Each player takes a turn knocking out a block. Once you begin to knock out a block, you must finish knocking it out. When a block is knocked out, others may fall with it. When the player is done knocking out his/her said block, they count up how many blocks fell. The player then gives out drinks according to the rules. The game ends when all the blocks have fallen. Here are the key rules of the game:
Rule 1: Giving out Drinks. Each block is worth 2 drinks. If the player knocks out only one block, he can only give two drinks to one person, but if he knocks out more than one, he can distribute the drinks to everyone playing (including himself, if he really wants to drink).
Rule 2: The One-Hit Rule. If a player takes the mallet, and knocks out the block he wants in one hit, then the One hit Rule comes into effect. This rule states that if only one hit is used to knock out a block, then the drink total is doubled. For instance, if the player one hits a block, and two more fall as well, then the normal total would be 6, but the One-hit Rule doubles it, making it 12 drinks to give out.
Rule 3: Knocking down the Iceman. If, at any point during the game, the Iceman falls from his place on the game, then the person with the mallet in his/her hand must take six drinks.
Rule 4: Losing the Game. A player loses the game when he knocks out the large block. The object of the game is to knock out all the blocks except the one with the Iceman. For drinking purposes, the iceman can fall off, but the game continues. After the loser knocks down the large block, he must take 10 drinks, or one shot, if available. Then the loser must clean up the blocks and place them back in the game frame to start a new game. The only positive aspect of losing is that you get to place the iceman wherever you want for the next round.
Rule 5: Winning the Game. Winning the game is a good feeling. The winner is the person who went right before the loser knocked out the large ice block. He's the winner because he forced the loser to make the mistake of knocking out the large block.
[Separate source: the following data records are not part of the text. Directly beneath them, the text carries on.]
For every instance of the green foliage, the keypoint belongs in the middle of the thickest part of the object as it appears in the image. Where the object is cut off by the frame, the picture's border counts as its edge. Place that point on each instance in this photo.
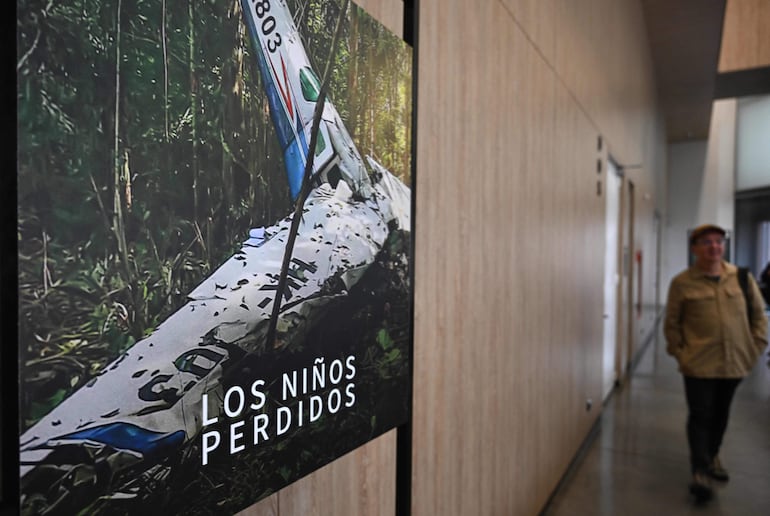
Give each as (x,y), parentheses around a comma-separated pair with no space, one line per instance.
(120,218)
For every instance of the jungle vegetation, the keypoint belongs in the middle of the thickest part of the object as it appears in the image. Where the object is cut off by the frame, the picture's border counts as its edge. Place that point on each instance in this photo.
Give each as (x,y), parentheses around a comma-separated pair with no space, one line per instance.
(145,154)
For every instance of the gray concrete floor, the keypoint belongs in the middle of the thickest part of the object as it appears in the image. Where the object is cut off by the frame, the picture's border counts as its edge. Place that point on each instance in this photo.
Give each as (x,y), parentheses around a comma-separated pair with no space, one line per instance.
(638,463)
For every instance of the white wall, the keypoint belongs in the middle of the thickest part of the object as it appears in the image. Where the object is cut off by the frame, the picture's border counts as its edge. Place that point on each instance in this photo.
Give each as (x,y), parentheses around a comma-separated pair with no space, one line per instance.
(753,143)
(701,187)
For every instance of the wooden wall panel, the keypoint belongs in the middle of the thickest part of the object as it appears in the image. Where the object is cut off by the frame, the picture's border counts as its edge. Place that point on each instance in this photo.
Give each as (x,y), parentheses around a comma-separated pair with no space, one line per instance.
(510,237)
(745,35)
(361,482)
(508,268)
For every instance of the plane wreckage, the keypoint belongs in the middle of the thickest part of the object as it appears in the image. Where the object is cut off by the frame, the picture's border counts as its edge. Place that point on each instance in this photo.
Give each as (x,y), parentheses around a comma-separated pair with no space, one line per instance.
(147,405)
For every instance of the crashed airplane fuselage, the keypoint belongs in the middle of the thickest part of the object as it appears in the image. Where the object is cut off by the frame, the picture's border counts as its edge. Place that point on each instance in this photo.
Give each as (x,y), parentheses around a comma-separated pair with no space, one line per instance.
(147,404)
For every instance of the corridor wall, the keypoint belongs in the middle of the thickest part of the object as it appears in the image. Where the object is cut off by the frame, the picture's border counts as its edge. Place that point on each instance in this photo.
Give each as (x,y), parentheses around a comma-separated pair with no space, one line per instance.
(513,97)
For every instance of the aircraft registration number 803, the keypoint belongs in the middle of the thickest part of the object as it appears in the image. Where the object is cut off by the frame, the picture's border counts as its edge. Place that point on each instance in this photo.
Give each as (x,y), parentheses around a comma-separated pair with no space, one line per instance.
(261,9)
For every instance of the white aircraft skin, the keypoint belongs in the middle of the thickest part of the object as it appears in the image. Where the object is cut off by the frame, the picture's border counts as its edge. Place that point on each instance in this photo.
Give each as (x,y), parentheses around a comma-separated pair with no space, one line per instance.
(148,402)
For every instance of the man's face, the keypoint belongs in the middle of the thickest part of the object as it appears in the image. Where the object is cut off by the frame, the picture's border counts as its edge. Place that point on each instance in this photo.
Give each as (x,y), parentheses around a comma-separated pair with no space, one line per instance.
(709,248)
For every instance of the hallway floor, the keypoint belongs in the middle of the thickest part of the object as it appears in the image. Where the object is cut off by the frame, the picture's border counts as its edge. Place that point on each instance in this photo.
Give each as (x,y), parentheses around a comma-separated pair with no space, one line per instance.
(638,463)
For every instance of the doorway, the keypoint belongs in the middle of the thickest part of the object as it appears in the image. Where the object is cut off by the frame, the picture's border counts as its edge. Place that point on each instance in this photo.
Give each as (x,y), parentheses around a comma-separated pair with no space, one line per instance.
(613,189)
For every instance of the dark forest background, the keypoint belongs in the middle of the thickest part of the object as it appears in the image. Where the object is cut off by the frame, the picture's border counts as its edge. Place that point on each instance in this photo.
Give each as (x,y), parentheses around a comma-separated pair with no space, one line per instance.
(146,152)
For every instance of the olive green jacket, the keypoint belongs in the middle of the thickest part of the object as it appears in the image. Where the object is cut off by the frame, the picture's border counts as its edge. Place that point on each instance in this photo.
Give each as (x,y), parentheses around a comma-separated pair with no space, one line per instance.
(707,329)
Rule 6: Rule Maker. So far there are no benefits to winning the game, until Rule 6 comes into play. For a 3 player game: If you win the game 3 times in a row, you are allowed to make a rule. For a 4 player: if you win the game 2 times in a row, you are allowed to make a rule. Example: A popular rule that has been made called Hammer Time! This allows the Winner of the last game to call back the mallet from the person next to him once a game. This can be valuable in the later stages of the game.